Andrus has joined with another former Idaho governor, Phil Batt, to protest the planned shipments of spent fuel. The former governors both worked to establish the 1995 Settlement Agreement banning additional spent fuel from entering the state; the accord would need to be waived in order for the research material to be brought into Idaho.
The fuel shipments would be necessary to support the department’s high burnup fuel study, conducted by the Electric Power Research Institute. The research is aimed at better understanding the effects of high burnup fuel aging on dry storage cask systems and to support DOE’s ongoing research and development to advance understanding of the long-term aging of spent fuel. The study plans to look at the technical, economic, and nonproliferation aspects of the fuel while also enabling fuel performance studies for the nuclear industry.

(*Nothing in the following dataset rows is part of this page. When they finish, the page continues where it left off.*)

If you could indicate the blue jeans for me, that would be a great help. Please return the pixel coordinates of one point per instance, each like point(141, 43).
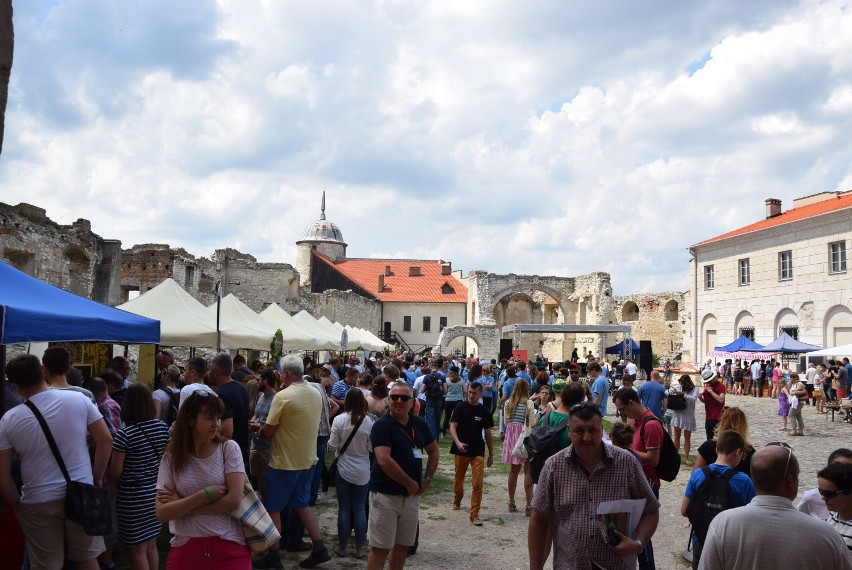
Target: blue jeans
point(322, 446)
point(646, 557)
point(433, 416)
point(351, 509)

Researchers will examine two dozen spent fuel rods before they are placed in the cask to determine the changes that occur over long-term storage. After the casks have been dried correctly, the researchers will move it to the Independent Spent Fuel Storage Installation pad, where it will be stored for a decade.
DOE had originally anticipated shipping the material to INL in January 2016, according to a Dec. 31, 2014, letter from Secretary of Energy Ernest Moniz, but due to the state delay, DOE may consider sending it elsewhere, a DOE official said last month.